On why there are now more Christians in China than members of the Communist Party. . .
One reason is the Government has cleverly hit on the one formula to make religion grow. It's something the ancient Romans did to Christianity, and it was a brilliant way inadvertently to cause religion to grow. The Chinese have set a limit on the number of people that can meet in a place, basically 25. Once you reach 25 people meeting in one of these house churches, which take place in somebody's home, once it's at that level the church has to split and start again. Automatically it's almost a formula for amoeba-like growth.
What's interesting though is as Christianity spreads throughout China, really incredibly quickly. I think China will certainly become the world's biggest Christian country.
On why God is back. . .
Man is essentially quite a theotropic creature. If you leave people to it, give them a decent supply of religions, the chances are they will probably grasp one. It's true everywhere outside that Western Europe-plus-Australian phenomenon.
The second reason is there's a lot of sociological reasons why people would want to be religious. There's a wealth of evidence that religious people are healthier, wealthier and wiser - at least in America. They tend to live longer than other people, they tend to be better educated and they tend to be richer as I indicated earlier. So there's an advantage in hanging out with similar people like that.
On Christianity and Islam in the 21st century. . .

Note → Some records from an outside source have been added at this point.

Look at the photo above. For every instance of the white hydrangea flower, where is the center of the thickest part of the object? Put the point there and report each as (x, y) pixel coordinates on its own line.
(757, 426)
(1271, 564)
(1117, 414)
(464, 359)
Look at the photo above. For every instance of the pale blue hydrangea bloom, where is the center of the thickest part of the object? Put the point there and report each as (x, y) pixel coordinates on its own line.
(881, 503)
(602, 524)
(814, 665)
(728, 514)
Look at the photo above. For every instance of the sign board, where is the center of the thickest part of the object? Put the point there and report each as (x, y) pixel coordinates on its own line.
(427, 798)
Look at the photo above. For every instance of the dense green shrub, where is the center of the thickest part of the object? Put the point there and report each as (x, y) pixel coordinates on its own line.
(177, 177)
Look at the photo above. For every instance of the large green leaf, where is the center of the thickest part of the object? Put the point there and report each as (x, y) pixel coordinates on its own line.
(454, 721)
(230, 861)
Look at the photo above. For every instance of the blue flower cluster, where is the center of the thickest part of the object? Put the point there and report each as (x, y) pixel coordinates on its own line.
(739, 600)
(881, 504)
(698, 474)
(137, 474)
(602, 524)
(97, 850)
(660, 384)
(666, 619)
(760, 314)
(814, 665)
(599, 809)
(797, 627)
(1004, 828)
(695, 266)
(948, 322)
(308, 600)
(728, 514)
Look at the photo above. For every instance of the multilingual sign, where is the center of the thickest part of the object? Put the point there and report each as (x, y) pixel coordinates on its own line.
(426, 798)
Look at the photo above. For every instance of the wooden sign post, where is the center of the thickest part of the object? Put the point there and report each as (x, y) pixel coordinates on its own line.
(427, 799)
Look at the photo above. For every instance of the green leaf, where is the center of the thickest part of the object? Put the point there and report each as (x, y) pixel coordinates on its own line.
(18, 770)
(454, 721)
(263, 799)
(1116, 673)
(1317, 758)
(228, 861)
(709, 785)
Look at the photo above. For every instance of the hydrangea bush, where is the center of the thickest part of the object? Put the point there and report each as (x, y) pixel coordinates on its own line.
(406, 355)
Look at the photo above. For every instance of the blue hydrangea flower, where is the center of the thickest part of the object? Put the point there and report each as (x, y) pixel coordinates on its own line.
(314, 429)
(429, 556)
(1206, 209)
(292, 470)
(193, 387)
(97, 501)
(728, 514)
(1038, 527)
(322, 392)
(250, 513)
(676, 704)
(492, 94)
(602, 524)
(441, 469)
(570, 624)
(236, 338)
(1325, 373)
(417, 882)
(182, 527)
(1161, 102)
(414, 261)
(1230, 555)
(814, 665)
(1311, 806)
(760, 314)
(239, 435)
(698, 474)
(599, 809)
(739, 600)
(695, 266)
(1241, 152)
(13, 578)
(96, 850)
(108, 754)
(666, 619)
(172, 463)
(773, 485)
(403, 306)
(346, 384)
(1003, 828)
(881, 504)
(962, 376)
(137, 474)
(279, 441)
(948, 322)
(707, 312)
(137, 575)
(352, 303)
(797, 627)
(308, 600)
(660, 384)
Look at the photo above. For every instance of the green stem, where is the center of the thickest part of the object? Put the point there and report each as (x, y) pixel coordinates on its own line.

Our guess, which is against the experience of the 20th century, is that Islam will have a tougher 21st century than Christianity, and one reason why is that we think evangelical Christianity, and Christianity in general, have had more the acids of modernity, if you want to call it that, it's been tempered by that, it's easier to get on with it. And Islam faces some limitations in terms of being able to spread around the world, not least the fact that you can't translate the Koran in the same way that you can translate the Bible, and it doesn't have the same degree of flexibility. Obviously it's dangerous to predict anything about religion, but it would seem from our perspective at least that Christianity is the one which is forging ahead.